Viagem do Papa Francisco ao Egito

Encontro com as autoridades
Hotel Al-Màsah, no Cairo
Sexta-feira, 28 de abril de 2017

Boletim da Santa Sé

Senhor Presidente,
Grande Imã de Al-Azhar,
Distintos Membros do Governo e do Parlamento,
Ilustres Embaixadores e membros do Corpo Diplomático,
Prezados Senhores e Senhoras,

Al Salamò Alaikum!

Agradeço-lhe, Senhor Presidente, as suas palavras cordiais de boas-vindas e o amável convite que me dirigiu para visitar o seu querido país. Conservo viva lembrança da sua visita a Roma em novembro de 2014, bem como do encontro fraterno com Sua Santidade Papa Tawadros II em 2013, e do Grande Imã da Universidade de Al-Azhar, Dr. Ahmad Al-Tayyib, no ano passado.

Sinto-me feliz por me encontrar no Egito, terra duma civilização muito antiga e nobre, cujos vestígios podemos admirar ainda hoje e que, na sua majestade, parecem querer desafiar os séculos. Esta terra é muito significativa para a história da humanidade e para a Tradição da Igreja, não só pelo seu prestigioso passado histórico – faraónico, copta e muçulmano –, mas também porque muitos Patriarcas viveram no Egito ou o cruzaram. Na verdade, aparece mencionado numerosas vezes na Sagrada Escritura. Nesta terra, Deus fez-Se ouvir, «revelou o seu nome a Moisés»[1] e, no Monte Sinai, confiou ao seu povo e à humanidade os Mandamentos divinos. No solo egípcio, encontrou refúgio e hospitalidade a Sagrada Família: Jesus, Maria e José.

Esta hospitalidade, generosamente oferecida há mais de dois mil anos, permanece na memória coletiva da humanidade, sendo fonte de bênçãos abundantes que continuam a derramar-se. Assim o Egito é uma terra que, de certo modo, todos nós sentimos como nossa! E, como dizeis, «misr um al dugna (o Egisto é a mãe do universo)». Também hoje encontram aqui hospitalidade milhões de refugiados provenientes de vários países, entre os quais se conta o Sudão, a Eritreia, a Síria e o Iraque; refugiados esses, aos quais se procura, com um louvável esforço, integrar na sociedade egípcia.

Por causa da sua história e da sua particular posição geográfica, o Egito ocupa um papel insubstituível no Médio Oriente e no contexto dos países empenhados na busca de soluções para problemas agudos e complexos que precisam de ser encarados agora para se evitar uma precipitação de violência ainda mais grave. Refiro-me à violência cega e desumana, causada por vários fatores: o desejo obtuso de poder, o comércio de armas, os graves problemas sociais e o extremismo religioso que utiliza o Santo Nome de Deus para realizar inauditos massacres e injustiças.

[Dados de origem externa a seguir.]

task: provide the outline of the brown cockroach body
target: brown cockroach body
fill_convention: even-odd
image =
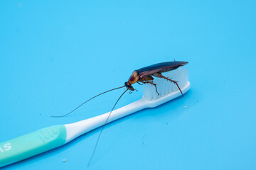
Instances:
[[[132,84],[134,83],[142,83],[142,84],[151,84],[156,88],[156,91],[159,95],[157,91],[156,84],[153,83],[154,77],[159,77],[170,81],[172,83],[174,83],[178,88],[181,94],[182,91],[179,88],[177,81],[169,79],[161,74],[162,72],[167,72],[171,70],[178,69],[179,67],[183,66],[188,64],[186,62],[161,62],[148,67],[141,68],[139,69],[134,70],[131,76],[129,78],[128,81],[124,83],[124,86],[127,89],[134,91],[134,89]]]
[[[126,87],[127,89],[122,94],[122,95],[118,98],[117,101],[116,101],[116,103],[114,103],[112,109],[111,110],[105,124],[103,125],[102,128],[102,130],[100,131],[100,133],[97,137],[97,142],[96,142],[96,144],[94,147],[94,150],[93,150],[93,152],[92,154],[92,156],[90,159],[90,161],[88,162],[88,165],[90,164],[92,157],[93,157],[93,155],[95,152],[95,150],[96,150],[96,148],[97,148],[97,144],[98,144],[98,142],[99,142],[99,140],[100,140],[100,137],[101,136],[101,134],[104,130],[104,128],[105,126],[105,125],[107,124],[107,120],[109,119],[109,118],[110,117],[110,115],[112,113],[112,112],[113,111],[115,106],[117,105],[117,102],[119,101],[119,99],[121,98],[121,97],[128,91],[128,90],[130,90],[131,91],[134,91],[135,89],[134,89],[134,87],[132,86],[132,84],[135,84],[135,83],[138,83],[139,84],[141,84],[140,83],[142,84],[150,84],[153,86],[155,86],[156,88],[156,93],[158,94],[158,95],[159,95],[159,92],[157,91],[157,88],[156,88],[156,84],[154,84],[153,82],[153,80],[154,80],[154,77],[158,77],[158,78],[162,78],[162,79],[164,79],[167,81],[169,81],[172,83],[174,83],[177,87],[178,88],[179,91],[181,91],[182,96],[183,96],[183,94],[182,94],[182,91],[181,90],[181,89],[179,88],[178,85],[178,83],[177,81],[176,81],[175,80],[172,80],[169,78],[167,78],[164,76],[163,76],[161,74],[161,73],[163,72],[169,72],[169,71],[171,71],[171,70],[174,70],[174,69],[178,69],[178,67],[181,67],[181,66],[183,66],[183,65],[186,65],[186,64],[188,64],[188,62],[161,62],[161,63],[159,63],[159,64],[153,64],[153,65],[150,65],[150,66],[148,66],[148,67],[143,67],[143,68],[141,68],[141,69],[137,69],[135,71],[134,71],[131,75],[131,76],[129,78],[128,81],[126,81],[124,83],[124,86],[120,86],[120,87],[117,87],[117,88],[115,88],[115,89],[111,89],[111,90],[108,90],[108,91],[106,91],[103,93],[101,93],[90,99],[88,99],[87,101],[85,101],[84,103],[82,103],[82,104],[80,104],[80,106],[78,106],[77,108],[75,108],[75,109],[73,109],[72,111],[69,112],[68,113],[65,114],[65,115],[60,115],[60,116],[53,116],[53,117],[63,117],[63,116],[65,116],[67,115],[69,115],[70,113],[71,113],[72,112],[75,111],[76,109],[78,109],[78,108],[80,108],[82,105],[85,104],[85,103],[87,103],[87,101],[92,100],[92,98],[97,97],[97,96],[99,96],[100,95],[102,95],[103,94],[105,94],[107,92],[109,92],[110,91],[113,91],[113,90],[116,90],[116,89],[121,89],[121,88],[123,88],[123,87]],[[131,92],[130,91],[130,92]]]

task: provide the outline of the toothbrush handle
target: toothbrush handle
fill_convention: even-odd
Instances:
[[[65,125],[55,125],[1,142],[0,167],[50,150],[65,142]]]

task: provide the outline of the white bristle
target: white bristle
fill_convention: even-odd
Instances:
[[[178,86],[182,89],[188,82],[188,74],[187,70],[184,67],[180,67],[176,70],[173,70],[169,72],[162,73],[162,75],[177,81]],[[156,84],[157,91],[154,86],[150,84],[146,84],[144,86],[144,93],[143,97],[147,98],[149,101],[156,100],[171,93],[179,91],[177,86],[163,78],[154,77],[154,83]]]

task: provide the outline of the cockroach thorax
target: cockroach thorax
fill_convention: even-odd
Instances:
[[[135,70],[133,72],[131,76],[129,78],[128,82],[131,84],[136,83],[139,79],[138,74],[138,71]]]

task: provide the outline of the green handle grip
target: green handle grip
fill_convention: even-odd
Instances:
[[[66,141],[65,125],[50,126],[0,143],[0,167],[61,146]]]

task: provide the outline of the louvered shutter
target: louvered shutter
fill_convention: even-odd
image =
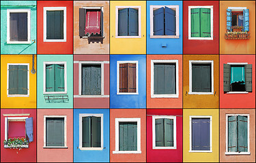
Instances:
[[[165,6],[165,35],[176,35],[176,14],[174,10],[170,9]]]
[[[200,9],[191,9],[191,37],[200,37]]]
[[[118,10],[118,35],[127,36],[128,35],[128,9]]]
[[[165,9],[160,7],[153,12],[154,35],[165,35]]]

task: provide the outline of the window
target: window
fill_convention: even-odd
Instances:
[[[44,148],[67,148],[66,115],[44,115]]]
[[[7,95],[8,97],[29,96],[29,64],[8,64]]]
[[[103,114],[79,114],[79,148],[103,149]]]
[[[153,115],[153,149],[177,149],[176,117]]]
[[[190,94],[213,94],[213,60],[189,60]]]
[[[30,43],[30,9],[7,10],[7,43]]]
[[[141,38],[141,6],[115,7],[115,37]]]
[[[188,6],[188,39],[213,39],[213,5]]]
[[[179,5],[150,5],[150,38],[179,37]]]
[[[248,63],[223,65],[223,90],[227,93],[253,91],[253,65]]]
[[[117,94],[138,94],[138,61],[117,61]]]
[[[212,116],[189,116],[189,152],[212,152]]]
[[[66,41],[66,7],[44,7],[44,41]]]
[[[115,151],[113,153],[141,153],[141,118],[115,118]]]
[[[177,60],[151,60],[151,97],[178,98]]]
[[[44,94],[66,94],[66,62],[44,62]]]
[[[226,155],[250,154],[249,115],[226,114]]]

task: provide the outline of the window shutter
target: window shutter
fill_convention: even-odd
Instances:
[[[244,14],[244,31],[249,31],[249,10],[245,9],[243,11]]]
[[[200,9],[191,9],[191,37],[200,37]]]
[[[247,117],[238,115],[238,152],[248,151]]]
[[[201,37],[211,37],[211,10],[209,8],[200,9],[200,35]]]
[[[165,35],[165,9],[160,7],[153,12],[154,35]]]
[[[85,35],[85,9],[79,8],[79,36],[81,37]]]
[[[175,11],[165,6],[165,35],[176,35]]]
[[[33,117],[26,118],[26,137],[29,142],[33,141]]]
[[[128,34],[128,9],[118,10],[118,35],[127,36]]]
[[[156,119],[156,147],[165,146],[165,119]]]

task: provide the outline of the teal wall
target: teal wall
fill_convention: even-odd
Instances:
[[[7,44],[7,9],[30,9],[31,44]],[[36,54],[36,1],[1,1],[1,54]]]
[[[73,108],[73,56],[72,54],[38,54],[38,108]],[[68,103],[46,103],[43,94],[44,62],[67,62],[67,94],[54,95],[68,95]],[[53,95],[53,94],[52,94]]]

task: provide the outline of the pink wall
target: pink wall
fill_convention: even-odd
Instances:
[[[147,109],[147,162],[182,162],[182,109]],[[176,117],[177,149],[152,149],[152,116],[150,115],[180,115]]]
[[[248,94],[227,94],[223,92],[223,64],[227,62],[248,62],[253,65],[253,92]],[[220,107],[255,108],[255,56],[220,56]]]
[[[67,149],[44,149],[44,115],[67,115]],[[38,109],[38,162],[73,162],[73,109]]]
[[[104,95],[109,96],[109,56],[74,55],[74,61],[109,61],[104,64]],[[74,63],[74,95],[79,92],[79,64]],[[109,108],[109,97],[74,98],[74,108]]]

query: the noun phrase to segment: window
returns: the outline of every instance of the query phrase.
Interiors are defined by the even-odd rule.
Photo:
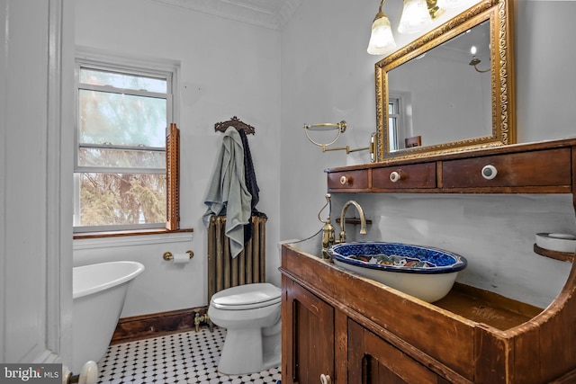
[[[405,139],[412,136],[412,101],[409,92],[391,91],[388,94],[389,150],[406,147]]]
[[[402,147],[401,141],[401,121],[400,98],[388,97],[388,142],[392,149],[400,149]],[[393,146],[393,147],[392,147]]]
[[[75,232],[164,228],[170,220],[177,200],[167,195],[177,191],[171,185],[178,172],[166,161],[178,164],[179,156],[177,142],[171,147],[166,140],[175,71],[76,59]]]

Este destino e esta tarefa do Egito constituem também o motivo que levou o povo a solicitar um Egito, onde a ninguém falte o pão, a liberdade e a justiça social. Com certeza, este objetivo tornar-se-á realidade, se todos juntos tiverem a vontade de transformar as palavras em ações, as aspirações válidas em compromissos, as leis escritas em leis aplicadas, valorizando a genialidade inata deste povo.

Assim o Egito tem uma tarefa singular: reforçar e consolidar também a paz regional, apesar de se ver, em seu próprio território, ferido por violências cegas. Tais violências fazem sofrer injustamente tantas famílias – algumas das quais aqui presentes – que choram os seus filhos e filhas.

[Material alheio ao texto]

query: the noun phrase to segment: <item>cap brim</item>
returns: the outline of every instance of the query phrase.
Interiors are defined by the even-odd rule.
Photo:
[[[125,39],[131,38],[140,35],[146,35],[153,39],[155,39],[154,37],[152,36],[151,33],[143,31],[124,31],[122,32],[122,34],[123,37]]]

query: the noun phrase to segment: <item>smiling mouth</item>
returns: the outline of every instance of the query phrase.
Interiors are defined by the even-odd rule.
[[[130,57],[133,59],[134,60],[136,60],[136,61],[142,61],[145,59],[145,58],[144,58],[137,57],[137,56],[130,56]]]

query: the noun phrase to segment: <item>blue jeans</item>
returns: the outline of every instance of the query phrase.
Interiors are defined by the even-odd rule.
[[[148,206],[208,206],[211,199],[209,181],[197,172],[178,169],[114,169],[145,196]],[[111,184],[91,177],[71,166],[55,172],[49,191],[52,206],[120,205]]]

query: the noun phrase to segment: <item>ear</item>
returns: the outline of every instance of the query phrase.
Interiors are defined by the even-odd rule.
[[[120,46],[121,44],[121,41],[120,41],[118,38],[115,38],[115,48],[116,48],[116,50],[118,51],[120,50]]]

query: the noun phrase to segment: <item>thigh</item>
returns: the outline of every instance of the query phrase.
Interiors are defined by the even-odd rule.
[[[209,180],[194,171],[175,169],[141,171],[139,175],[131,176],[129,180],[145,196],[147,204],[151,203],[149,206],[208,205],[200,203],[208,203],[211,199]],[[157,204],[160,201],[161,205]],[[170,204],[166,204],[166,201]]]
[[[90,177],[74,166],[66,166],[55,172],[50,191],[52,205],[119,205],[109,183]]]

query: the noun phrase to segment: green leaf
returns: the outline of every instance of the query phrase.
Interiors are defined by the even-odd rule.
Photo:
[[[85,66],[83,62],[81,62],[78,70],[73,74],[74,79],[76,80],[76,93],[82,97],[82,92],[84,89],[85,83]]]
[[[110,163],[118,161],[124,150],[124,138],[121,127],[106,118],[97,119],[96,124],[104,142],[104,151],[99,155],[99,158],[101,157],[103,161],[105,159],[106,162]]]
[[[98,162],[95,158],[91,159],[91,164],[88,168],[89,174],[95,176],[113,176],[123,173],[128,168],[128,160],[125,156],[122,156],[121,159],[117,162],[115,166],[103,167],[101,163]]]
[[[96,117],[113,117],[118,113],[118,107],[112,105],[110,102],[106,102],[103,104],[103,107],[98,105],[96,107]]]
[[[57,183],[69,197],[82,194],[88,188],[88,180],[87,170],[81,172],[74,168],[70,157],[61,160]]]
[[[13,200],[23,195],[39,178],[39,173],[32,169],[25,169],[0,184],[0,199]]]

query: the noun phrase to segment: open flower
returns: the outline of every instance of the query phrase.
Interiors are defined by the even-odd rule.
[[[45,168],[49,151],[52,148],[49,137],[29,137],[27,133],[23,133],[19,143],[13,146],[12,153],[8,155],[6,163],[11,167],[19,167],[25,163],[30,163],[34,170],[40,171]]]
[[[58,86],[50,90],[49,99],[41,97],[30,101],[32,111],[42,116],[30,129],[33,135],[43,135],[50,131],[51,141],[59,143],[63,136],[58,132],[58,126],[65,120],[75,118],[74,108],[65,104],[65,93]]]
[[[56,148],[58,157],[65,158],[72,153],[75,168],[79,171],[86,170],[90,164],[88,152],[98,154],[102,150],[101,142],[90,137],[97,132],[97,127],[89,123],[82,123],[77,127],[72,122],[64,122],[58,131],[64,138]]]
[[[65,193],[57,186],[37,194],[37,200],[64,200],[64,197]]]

Penso de modo particular em todas as pessoas que, nos últimos anos, deram a vida para salvaguardar a sua pátria: os jovens, os membros das forças armadas e da polícia, os cidadãos coptas e todos os desconhecidos que tombaram por causa de várias ações terroristas. Penso também nos assassinatos e nas ameaças que levaram a um êxodo de cristãos do Sinai setentrional. Expresso viva gratidão às autoridades civis e religiosas e a quantos deram hospitalidade e assistência a estas pessoas tão provadas. Penso igualmente naqueles que foram atingidos nos atentados contra as igrejas coptas, quer em dezembro passado quer mais recentemente em Tanta e Alexandria. Aos seus familiares e a todo o Egito, as minhas sentidas condolências com a certeza da minha oração ao Senhor pela rápida recuperação dos feridos.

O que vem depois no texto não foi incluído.